Your letter makes clear that Unicode needs to do a better job of
identifying the preferred character code for many situations. The
information is there to a large extent, but buried in the fine print or in
data tables.
You will see that there is a canonical decomposition from U+212B to U+00C5.
This means that once people use Normalization in a widespread fashion, it
will become practically impossible to maintain a distinction between these
two codes.
The inclusion of the U+212B is due to historic reasons.
Many other characters have been included in Unicode over the years for
legitimate purposes as compatibility characters (to allow round trip
conversion to/from important legacy character sets).
These have all been given compatibility decompositions.
Unfortunately, many characters that have legitimate uses in a legacy-free
environment, have also been given compatibility mappings at some time.

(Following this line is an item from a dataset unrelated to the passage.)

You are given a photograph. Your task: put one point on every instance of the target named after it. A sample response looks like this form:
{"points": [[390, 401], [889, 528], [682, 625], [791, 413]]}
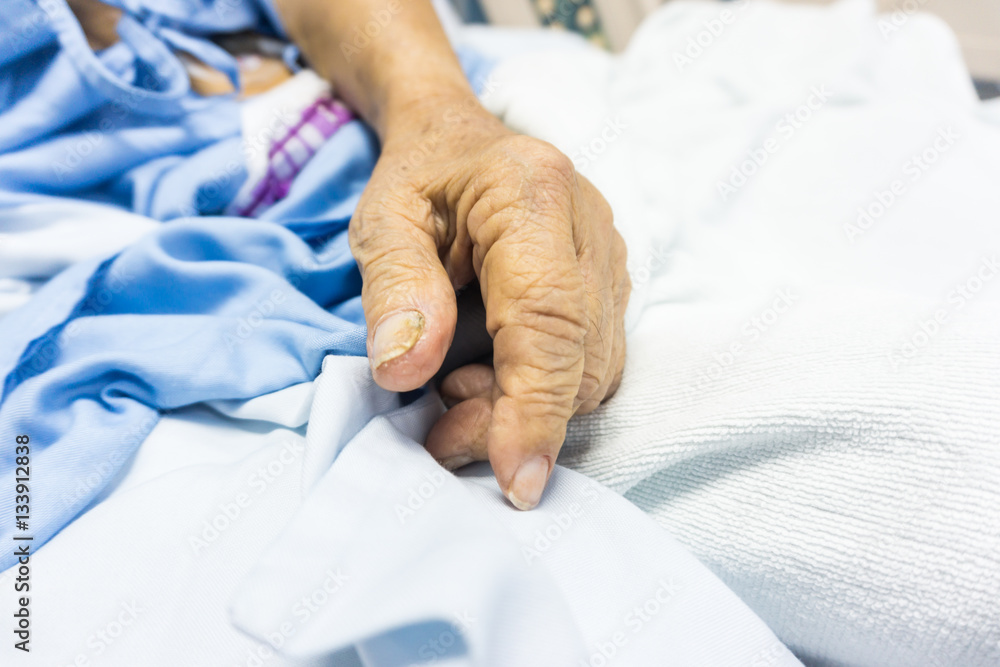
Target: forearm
{"points": [[405, 71]]}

This
makes it very hard to use this information in its current form to identify
cases when a distinction between characters should be kept or when not.

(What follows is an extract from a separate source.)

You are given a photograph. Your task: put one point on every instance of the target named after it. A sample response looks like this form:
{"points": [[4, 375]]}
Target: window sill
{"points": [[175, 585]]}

There is some very explicit guidance, however, in Unicode TR#20 (Unicode and
XML). The information there is readily applicable to other environments, if
you pay attention to the rationale for each recommendation and evaluate
whether it applies in your specific case.
A./
PS:
>"Ångström" is spelled wrong on the code charts at Unicode's home page, BTW.
Can you cite the page number and approximate location on the page (please
send this information to me and kenw@sybase.com, not to the whole list).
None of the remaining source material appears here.